When the doctors were finished with him, his left foot was no more than a few twisted shards of bone to be dragged painfully along wherever he went. He could never trudge miles of beach or help his mates in the surf again, and so he was dropped from the service. That was the way of things. His salary of sixty-five dollars a month—plus twenty cents a day for food—was gone. But there was an old saying—most often used when things went irretrievably wrong—that where God closed a door, he opened a window. The wreck of the Dorothea N. had closed the door on his foot but opened a window onto his new career.

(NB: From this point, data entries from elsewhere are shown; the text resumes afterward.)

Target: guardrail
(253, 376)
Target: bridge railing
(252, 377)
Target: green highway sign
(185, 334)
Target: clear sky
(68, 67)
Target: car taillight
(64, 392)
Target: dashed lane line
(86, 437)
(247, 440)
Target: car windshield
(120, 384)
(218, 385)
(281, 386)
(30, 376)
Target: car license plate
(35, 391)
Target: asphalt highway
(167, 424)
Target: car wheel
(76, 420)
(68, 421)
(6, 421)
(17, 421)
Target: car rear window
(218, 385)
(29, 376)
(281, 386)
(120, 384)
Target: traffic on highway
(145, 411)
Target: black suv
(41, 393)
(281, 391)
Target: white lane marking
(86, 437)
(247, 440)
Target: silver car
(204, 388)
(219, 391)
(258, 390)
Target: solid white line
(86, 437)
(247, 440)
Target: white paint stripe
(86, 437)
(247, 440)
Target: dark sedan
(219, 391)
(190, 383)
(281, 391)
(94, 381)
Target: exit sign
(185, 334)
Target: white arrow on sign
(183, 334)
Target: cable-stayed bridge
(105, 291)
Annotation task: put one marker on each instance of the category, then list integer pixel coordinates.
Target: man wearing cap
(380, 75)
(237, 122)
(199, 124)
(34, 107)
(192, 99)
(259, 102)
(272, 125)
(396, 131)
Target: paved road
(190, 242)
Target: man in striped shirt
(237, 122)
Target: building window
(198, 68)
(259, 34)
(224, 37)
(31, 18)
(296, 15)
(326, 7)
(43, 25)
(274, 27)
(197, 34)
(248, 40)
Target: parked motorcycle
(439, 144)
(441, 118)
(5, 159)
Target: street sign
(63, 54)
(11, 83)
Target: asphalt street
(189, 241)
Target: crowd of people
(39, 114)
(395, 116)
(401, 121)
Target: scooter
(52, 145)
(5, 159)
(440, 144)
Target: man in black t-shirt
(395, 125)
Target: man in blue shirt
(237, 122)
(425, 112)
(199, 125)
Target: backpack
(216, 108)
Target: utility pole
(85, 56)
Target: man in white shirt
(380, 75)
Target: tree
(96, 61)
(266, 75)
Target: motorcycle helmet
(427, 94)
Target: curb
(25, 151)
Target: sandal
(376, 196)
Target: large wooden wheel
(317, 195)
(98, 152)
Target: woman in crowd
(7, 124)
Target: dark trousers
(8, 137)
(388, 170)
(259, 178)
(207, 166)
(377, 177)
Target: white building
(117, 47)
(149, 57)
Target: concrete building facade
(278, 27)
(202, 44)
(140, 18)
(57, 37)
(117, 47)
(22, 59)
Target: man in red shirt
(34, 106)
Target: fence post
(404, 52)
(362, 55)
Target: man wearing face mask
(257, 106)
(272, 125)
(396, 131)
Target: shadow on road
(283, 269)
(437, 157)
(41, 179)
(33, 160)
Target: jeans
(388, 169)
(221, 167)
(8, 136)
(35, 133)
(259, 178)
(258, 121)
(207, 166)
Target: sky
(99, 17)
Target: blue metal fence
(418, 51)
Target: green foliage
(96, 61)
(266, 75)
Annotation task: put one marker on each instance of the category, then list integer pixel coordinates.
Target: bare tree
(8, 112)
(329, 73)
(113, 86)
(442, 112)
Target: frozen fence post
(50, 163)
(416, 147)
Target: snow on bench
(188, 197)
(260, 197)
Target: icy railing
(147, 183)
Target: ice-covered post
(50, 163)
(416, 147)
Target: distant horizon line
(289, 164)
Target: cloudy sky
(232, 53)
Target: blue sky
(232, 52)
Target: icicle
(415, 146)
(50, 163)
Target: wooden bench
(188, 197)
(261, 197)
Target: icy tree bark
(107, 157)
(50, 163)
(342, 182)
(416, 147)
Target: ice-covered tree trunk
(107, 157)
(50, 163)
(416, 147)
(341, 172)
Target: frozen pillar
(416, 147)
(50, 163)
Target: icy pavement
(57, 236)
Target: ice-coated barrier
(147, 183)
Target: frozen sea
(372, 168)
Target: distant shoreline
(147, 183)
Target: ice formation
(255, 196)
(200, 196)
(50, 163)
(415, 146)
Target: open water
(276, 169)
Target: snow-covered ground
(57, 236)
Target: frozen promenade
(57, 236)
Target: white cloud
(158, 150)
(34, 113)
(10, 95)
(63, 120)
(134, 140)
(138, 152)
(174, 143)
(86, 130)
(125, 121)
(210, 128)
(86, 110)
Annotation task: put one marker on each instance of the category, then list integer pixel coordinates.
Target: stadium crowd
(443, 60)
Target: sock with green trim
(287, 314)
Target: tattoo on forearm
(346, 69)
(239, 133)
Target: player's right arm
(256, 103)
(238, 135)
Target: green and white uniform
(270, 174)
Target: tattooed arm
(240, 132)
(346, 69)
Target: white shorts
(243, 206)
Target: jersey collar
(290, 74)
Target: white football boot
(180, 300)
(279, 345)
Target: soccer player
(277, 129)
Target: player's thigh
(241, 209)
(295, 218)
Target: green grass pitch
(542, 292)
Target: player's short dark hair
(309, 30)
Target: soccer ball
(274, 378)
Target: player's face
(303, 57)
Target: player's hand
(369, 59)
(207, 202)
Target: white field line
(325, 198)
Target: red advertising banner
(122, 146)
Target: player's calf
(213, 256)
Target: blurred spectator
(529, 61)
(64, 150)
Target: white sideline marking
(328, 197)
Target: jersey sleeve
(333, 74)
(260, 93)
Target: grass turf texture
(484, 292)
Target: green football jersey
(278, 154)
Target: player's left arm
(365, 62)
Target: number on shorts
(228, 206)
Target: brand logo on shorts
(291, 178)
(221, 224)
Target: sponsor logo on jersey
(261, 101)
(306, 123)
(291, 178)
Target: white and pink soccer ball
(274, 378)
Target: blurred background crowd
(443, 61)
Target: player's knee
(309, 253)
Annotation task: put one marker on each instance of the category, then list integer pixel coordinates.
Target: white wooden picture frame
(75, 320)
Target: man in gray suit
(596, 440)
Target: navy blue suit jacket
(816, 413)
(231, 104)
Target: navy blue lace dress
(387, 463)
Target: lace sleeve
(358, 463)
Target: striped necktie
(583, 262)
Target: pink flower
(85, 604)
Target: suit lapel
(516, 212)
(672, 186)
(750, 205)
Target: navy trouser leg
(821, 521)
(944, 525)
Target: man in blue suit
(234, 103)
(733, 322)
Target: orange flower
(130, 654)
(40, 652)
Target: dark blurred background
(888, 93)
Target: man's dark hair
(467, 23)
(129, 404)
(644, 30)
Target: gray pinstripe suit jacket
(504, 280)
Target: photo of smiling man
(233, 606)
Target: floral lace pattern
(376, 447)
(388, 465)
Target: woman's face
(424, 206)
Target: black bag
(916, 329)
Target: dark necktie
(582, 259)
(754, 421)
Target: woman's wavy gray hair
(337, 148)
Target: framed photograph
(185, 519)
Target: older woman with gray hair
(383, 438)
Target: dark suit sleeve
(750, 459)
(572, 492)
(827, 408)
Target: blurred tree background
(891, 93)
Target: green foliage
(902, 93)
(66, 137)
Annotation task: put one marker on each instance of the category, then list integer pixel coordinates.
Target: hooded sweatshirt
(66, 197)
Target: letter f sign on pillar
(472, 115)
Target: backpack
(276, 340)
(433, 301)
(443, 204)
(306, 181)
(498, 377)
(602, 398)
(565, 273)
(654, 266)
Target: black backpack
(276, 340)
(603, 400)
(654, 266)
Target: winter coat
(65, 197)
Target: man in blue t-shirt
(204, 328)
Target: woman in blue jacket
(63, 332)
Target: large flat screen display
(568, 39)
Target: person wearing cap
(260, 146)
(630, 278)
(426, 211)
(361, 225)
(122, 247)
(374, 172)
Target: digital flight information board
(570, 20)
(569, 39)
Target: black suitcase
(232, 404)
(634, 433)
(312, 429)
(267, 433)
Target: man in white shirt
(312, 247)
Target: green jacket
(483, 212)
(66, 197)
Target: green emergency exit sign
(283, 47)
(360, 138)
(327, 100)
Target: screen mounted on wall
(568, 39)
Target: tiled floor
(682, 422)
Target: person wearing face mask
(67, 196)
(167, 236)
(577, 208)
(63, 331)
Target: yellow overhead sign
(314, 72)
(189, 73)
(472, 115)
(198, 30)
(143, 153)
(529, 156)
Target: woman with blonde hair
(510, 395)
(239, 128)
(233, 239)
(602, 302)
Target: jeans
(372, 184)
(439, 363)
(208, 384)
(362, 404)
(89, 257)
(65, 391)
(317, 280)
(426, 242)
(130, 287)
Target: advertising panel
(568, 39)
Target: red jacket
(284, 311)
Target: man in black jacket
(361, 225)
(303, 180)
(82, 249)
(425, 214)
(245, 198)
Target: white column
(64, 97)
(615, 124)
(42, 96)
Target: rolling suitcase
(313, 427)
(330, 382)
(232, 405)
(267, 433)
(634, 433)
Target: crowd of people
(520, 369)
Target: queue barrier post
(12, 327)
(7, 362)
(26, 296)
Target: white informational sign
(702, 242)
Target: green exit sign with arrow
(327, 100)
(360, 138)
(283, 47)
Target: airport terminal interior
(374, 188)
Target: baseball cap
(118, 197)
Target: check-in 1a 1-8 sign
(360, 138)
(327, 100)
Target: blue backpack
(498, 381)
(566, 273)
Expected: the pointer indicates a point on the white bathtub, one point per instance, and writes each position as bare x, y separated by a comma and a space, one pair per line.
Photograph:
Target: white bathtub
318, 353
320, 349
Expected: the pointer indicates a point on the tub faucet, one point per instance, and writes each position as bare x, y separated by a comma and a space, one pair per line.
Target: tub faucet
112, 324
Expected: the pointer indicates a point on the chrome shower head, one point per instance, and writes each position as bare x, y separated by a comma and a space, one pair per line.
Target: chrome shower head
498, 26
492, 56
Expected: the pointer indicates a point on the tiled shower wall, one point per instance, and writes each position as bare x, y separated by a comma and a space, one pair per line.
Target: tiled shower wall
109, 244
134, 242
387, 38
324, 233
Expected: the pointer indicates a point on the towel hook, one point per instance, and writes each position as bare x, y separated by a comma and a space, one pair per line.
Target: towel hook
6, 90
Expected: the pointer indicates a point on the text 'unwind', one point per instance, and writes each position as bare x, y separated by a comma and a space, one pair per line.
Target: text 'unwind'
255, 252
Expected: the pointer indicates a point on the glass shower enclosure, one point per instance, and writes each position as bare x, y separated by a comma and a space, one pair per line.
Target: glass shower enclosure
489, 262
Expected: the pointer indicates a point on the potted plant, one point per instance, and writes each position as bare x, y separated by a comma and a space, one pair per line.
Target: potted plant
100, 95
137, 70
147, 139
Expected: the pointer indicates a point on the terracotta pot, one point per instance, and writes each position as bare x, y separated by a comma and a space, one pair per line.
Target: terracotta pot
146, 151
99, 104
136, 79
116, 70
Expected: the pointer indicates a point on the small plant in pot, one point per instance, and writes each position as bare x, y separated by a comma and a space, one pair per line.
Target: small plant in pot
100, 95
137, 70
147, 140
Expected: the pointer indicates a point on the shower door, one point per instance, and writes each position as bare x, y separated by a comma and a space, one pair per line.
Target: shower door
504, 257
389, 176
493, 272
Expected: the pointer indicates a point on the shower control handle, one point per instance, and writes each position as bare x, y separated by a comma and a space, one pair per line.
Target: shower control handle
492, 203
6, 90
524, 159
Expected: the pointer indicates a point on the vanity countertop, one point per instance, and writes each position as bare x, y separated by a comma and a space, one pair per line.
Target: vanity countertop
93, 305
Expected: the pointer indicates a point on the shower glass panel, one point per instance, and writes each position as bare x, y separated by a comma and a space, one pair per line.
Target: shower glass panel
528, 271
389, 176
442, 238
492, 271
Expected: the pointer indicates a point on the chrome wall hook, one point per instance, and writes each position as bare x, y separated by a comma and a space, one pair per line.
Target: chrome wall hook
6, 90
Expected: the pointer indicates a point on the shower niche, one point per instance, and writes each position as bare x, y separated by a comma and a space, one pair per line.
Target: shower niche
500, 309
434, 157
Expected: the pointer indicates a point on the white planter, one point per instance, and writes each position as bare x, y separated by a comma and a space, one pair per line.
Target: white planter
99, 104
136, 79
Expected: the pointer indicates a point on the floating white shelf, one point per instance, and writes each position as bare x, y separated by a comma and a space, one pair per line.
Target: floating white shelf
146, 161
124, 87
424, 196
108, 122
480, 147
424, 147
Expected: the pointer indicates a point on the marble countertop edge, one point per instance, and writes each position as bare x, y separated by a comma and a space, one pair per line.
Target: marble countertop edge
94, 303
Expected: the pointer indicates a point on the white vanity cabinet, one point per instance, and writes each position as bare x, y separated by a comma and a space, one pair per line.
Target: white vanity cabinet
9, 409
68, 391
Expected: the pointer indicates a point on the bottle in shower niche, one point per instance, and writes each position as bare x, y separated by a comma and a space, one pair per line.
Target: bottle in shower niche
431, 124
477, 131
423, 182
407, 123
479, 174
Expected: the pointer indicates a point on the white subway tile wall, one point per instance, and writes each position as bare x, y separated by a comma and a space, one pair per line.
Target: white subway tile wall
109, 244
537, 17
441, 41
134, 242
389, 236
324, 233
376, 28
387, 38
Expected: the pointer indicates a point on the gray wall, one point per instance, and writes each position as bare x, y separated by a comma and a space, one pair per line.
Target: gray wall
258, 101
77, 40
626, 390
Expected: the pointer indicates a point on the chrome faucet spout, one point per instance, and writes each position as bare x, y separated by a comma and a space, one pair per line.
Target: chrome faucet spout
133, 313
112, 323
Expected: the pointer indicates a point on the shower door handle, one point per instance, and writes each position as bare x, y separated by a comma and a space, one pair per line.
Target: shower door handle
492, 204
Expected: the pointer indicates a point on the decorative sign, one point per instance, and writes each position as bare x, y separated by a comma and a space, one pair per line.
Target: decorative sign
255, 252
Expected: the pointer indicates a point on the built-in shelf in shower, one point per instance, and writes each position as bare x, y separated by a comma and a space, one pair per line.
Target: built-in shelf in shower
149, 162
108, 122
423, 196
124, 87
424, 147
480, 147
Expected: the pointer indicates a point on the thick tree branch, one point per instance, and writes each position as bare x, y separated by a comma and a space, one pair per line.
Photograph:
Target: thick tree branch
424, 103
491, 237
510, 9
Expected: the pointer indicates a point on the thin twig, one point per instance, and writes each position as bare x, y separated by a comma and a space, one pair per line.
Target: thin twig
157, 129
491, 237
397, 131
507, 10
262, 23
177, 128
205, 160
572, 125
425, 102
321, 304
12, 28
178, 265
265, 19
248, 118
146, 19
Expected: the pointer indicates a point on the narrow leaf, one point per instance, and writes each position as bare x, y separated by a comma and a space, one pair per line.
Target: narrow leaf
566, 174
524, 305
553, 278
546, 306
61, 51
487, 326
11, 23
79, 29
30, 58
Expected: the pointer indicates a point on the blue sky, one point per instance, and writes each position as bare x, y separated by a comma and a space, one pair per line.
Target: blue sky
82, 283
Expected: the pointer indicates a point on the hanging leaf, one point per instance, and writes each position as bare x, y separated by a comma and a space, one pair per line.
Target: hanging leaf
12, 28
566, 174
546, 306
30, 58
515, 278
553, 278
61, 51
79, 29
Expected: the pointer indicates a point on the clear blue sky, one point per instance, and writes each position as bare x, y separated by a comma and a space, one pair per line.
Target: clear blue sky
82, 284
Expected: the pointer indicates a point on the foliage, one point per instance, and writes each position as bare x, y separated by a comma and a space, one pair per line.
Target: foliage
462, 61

Soon after, there appeared in Frank Leslie’s Illustrated Newspaper a story called “Bravery at Cape Cod,” featuring engravings made from “genuine eyewitness drawings of seashore tragedy, done by one of the staunch rescuers himself.” Tom had sent many drawings to the pictorial weeklies before, but they had always been rejected.
“This story,” the editors wrote him, “shows the terrible price lifesavers may pay when they seek to outwit Neptune. Yet they pay it with bravery and resourcefulness, the stuff of nobility. Besides, this is the first time anyone has sketched a surfman an hour before his death. The public will lap it up.”
A drawing of Jeff Parker appeared at the top of the page. He looked calm and relaxed, not a trace of foreshadowing on his face. His sou’wester was pushed back jauntily on his head, his chaw bulged in his right cheek, and every hair of his mustache stood out. The caption read “Bravery in Repose.”